不同连梁节点构造的联肢钢板剪力墙结构抗震性能试验研究

为研究不同连梁节点构造时联肢钢板剪力墙结构的抗震性能，制作了3个缩尺比例为1∶3的联肢钢板剪力墙试件。试件中连梁与柱的连接分别采用隔板贯通式焊接节点、穿芯螺栓节点和悬臂梁段-端板节点，竖向边缘构件采用方钢管混凝土柱。对3个试件进行了拟静力试验，得到了联肢钢板剪力墙的滞回曲线、骨架曲线、特征荷载和位移等指标，分析了结构的延性、耗能能力、承载力及刚度退化等性能。结果表明，各试件位移延性系数均大于5.37，等效黏滞阻尼系数均大于0.211，刚度和承载力退化稳定，承载力退化系数均大于0.91。连梁节点的差异导致各试件的屈服顺序均不相同，采用穿芯螺栓连梁节点的试件，连梁先发生剪切屈服，耗能能力最优；采用悬臂梁段-端板连梁节点的试件，连梁与剪力墙板几乎同时屈服，耗能能力次之；采用焊接连梁节点的试件，连梁因节点焊缝断裂而破坏，试件初始刚度较高，承载力与耗能能力低于其他试件。总体上，各试件的剪力墙板与连梁均发生了较严重的破坏，实现了多道抗震设防的设计目标。

Experimental study on seismic behavior of coupled steel plate shear wall structures with different coupling beam-to-column joints

In order to study the seismic behavior of the coupled steel plate shear wall structure with different coupling beam joints, three 1∶3 scaled specimens were fabricated. The through diaphragm weld connections, bidirectional bolt connections and cantilever endplate connections were employed in the coupling beam-to-column joints of the specimens, respectively. The vertical boundary elements were concrete-filled square steel tubes. Quasi-static tests were conducted to obtain the hysteretic curves, enveloped curves, characteristic loads, and displacements. The ductility, energy dissipation, strength and stiffness degradation were studied. The results demonstrate that the ductility factors of all specimens are greater than 5.37. The equivalent viscous damping coefficients are greater than 0.211. The strength and stiffness degradation are stable.
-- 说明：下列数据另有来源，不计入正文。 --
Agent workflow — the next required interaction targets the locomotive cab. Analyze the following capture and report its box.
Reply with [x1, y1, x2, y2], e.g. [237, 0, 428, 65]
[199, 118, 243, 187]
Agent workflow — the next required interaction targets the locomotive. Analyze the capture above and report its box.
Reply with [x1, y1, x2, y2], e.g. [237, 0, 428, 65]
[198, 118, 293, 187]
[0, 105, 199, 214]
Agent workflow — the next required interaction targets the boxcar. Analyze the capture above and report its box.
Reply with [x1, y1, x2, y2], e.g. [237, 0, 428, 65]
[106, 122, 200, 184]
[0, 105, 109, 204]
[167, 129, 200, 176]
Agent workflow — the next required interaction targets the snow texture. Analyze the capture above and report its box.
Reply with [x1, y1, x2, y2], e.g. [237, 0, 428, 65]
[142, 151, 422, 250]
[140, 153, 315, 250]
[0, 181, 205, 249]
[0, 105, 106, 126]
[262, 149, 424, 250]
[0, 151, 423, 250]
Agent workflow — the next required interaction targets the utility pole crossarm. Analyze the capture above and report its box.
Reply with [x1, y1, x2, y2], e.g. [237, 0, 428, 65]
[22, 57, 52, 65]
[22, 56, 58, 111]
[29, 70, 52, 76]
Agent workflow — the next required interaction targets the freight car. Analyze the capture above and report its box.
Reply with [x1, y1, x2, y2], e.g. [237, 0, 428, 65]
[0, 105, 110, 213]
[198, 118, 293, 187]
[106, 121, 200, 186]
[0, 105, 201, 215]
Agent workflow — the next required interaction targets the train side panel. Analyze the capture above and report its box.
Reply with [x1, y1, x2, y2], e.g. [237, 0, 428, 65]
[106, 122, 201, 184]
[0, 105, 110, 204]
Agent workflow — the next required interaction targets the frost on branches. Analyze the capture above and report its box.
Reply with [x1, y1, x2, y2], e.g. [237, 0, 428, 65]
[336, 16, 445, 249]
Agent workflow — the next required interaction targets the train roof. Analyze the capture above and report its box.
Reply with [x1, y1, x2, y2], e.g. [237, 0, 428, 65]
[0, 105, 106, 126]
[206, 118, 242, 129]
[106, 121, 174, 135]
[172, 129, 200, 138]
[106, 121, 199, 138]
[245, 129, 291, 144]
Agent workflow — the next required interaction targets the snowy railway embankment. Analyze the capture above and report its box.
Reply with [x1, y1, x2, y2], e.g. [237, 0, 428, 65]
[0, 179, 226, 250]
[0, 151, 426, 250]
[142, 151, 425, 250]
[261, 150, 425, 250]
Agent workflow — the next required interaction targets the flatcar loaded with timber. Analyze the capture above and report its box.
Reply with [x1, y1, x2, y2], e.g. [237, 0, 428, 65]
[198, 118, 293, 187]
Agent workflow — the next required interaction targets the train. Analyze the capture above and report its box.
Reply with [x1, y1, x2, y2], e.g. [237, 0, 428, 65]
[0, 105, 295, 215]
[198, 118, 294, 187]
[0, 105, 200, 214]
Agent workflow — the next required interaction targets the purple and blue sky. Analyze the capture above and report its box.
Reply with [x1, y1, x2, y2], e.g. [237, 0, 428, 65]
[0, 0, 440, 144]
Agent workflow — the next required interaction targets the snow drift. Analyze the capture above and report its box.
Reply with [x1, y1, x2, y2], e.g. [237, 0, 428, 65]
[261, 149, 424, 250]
The strength degradation factors are greater than 0.91. Due to the difference between the coupling beam-to-column joints, the orders of yielding of three specimens are different. For the specimens with bidirectional bolts connections, the coupling beams perform the shear yielding and its energy dissipation is best. For the specimens with cantilever endplate connections, the coupling beam and steel plate shear wall almost yield together, and its energy dissipation is the second. For the specimen with through diaphragm weld connections, coupling beams fail due to the weld fracture of joints. The specimen performes higher initial stiffness whereas its strength and energy dissipation are the lowest. Overall, the steel plate shear walls and coupling beams of all specimens present severe failure. The aim of multiple seismic resistant system is achieved.